SaaS 請求ソフトウェアを選ぶポイント
効率的な SaaS 決済処理システムを利用すると、請求に関連する悩みが解消されます。請求、支払い、サブスクリプション管理のツールが統合されているソリューションを導入すると、月々の時間とコストを節約できます。SaaS 請求ソフトウェアを選ぶポイントをご紹介します。
請求
SaaS 企業は請求書を発効して請求を行わない限り、支払いを受けることはできません。そのため、請求ソフトウェアではこのような基本的な作業を素早く簡単に処理しなければなりません。請求ロジックを柔軟に設定できるソフトウェアを利用すると、定額制サブスクリプションや、利用者のサービス使用量に応じて請求額が決まる従量課金など、ビジネスに最適な請求方法のタイプを選べます。決済
SaaS 請求ソフトウェアには、さまざまな決済手段を受け付け、不正な支払いを未然に検出し、ペイメントカード業界 (PCI) のセキュリティ基準に準拠していることが基本的な要件として求められます。収益管理
ビジネスの拡大に合わせて、収益管理を自動化できるシステムを利用すると、ビジネスの財務状況を引き続き総合的に把握でき、利益を増やすことができます。サブスクリプション管理
サブスクリプション管理には、無料トライアルの管理から、返金への応対と処理まで、自動化するのが難しいサブスクリプションの運用と管理に関連するあらゆる変動要素が含まれます。各地域への適応
グローバル企業は、世界各国の利用者の言語と通貨に対応でき、なおかつ、すべての取引が現地の決済規制に準拠できるようにしてくれる決済代行業者を求めています。VAT と売上税
世界各国の VAT と売上税の法令を常に遵守するには、専任のチームが必要です。甘く見ていると、罰金を科されかねません。取引をモニタリングし、購入者の所在地に基づいて適切な税額を計算して徴収できる請求システムが重要になります。

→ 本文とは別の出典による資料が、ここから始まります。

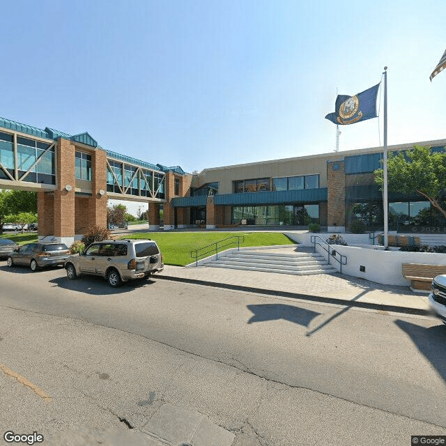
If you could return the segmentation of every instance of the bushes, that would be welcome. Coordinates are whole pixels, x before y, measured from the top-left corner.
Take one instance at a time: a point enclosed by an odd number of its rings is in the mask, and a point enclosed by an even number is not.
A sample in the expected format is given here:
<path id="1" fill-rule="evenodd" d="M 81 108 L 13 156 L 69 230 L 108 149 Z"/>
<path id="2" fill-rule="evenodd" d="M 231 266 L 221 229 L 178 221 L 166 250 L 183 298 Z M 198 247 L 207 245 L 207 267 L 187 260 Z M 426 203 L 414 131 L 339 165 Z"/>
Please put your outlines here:
<path id="1" fill-rule="evenodd" d="M 80 240 L 78 240 L 70 247 L 70 253 L 80 254 L 84 252 L 84 249 L 85 249 L 85 245 Z"/>
<path id="2" fill-rule="evenodd" d="M 353 220 L 350 225 L 350 230 L 354 234 L 362 234 L 365 231 L 365 224 L 360 220 Z"/>
<path id="3" fill-rule="evenodd" d="M 329 245 L 340 245 L 347 246 L 347 242 L 339 234 L 332 234 L 326 240 Z"/>
<path id="4" fill-rule="evenodd" d="M 440 246 L 429 246 L 427 245 L 407 245 L 401 246 L 400 251 L 406 252 L 436 252 L 437 254 L 446 253 L 446 246 L 441 245 Z"/>
<path id="5" fill-rule="evenodd" d="M 310 232 L 319 232 L 321 226 L 318 223 L 309 223 L 308 225 L 308 230 Z"/>
<path id="6" fill-rule="evenodd" d="M 107 228 L 95 226 L 87 231 L 81 241 L 89 247 L 93 242 L 102 242 L 103 240 L 110 240 L 110 231 Z"/>

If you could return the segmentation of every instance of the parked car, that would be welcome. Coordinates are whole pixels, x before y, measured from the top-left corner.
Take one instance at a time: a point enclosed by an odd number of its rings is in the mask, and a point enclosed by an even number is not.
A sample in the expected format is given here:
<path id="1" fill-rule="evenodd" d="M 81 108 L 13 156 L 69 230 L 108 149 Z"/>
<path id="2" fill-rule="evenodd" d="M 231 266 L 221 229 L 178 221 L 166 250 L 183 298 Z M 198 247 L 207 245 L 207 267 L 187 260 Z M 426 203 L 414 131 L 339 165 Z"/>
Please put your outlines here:
<path id="1" fill-rule="evenodd" d="M 68 257 L 65 243 L 27 243 L 14 249 L 8 256 L 8 266 L 29 266 L 31 271 L 39 268 L 63 265 Z"/>
<path id="2" fill-rule="evenodd" d="M 446 324 L 446 275 L 442 275 L 434 277 L 429 299 L 433 311 L 443 323 Z"/>
<path id="3" fill-rule="evenodd" d="M 118 240 L 92 243 L 81 254 L 70 256 L 65 268 L 69 279 L 81 274 L 100 275 L 116 287 L 131 279 L 160 272 L 164 265 L 153 240 Z"/>
<path id="4" fill-rule="evenodd" d="M 7 257 L 19 245 L 8 238 L 0 238 L 0 257 Z"/>
<path id="5" fill-rule="evenodd" d="M 6 223 L 3 225 L 3 231 L 18 231 L 20 226 L 15 223 Z"/>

統合 SaaS 決済ソリューションはこのようなすべての機能を網羅しているため、エンジニアリングの作業時間を増やさなくても、効率化、ミスの低減、経常収益アップを実現できます。
この記事の内容は、一般的な情報および教育のみを目的としており、法律上または税務上のアドバイスとして解釈されるべきではありません。Stripe は、記事内の情報の正確性、完全性、妥当性、または最新性を保証または請け合うものではありません。特定の状況については、管轄区域で活動する資格のある有能な弁護士または会計士に助言を求める必要があります。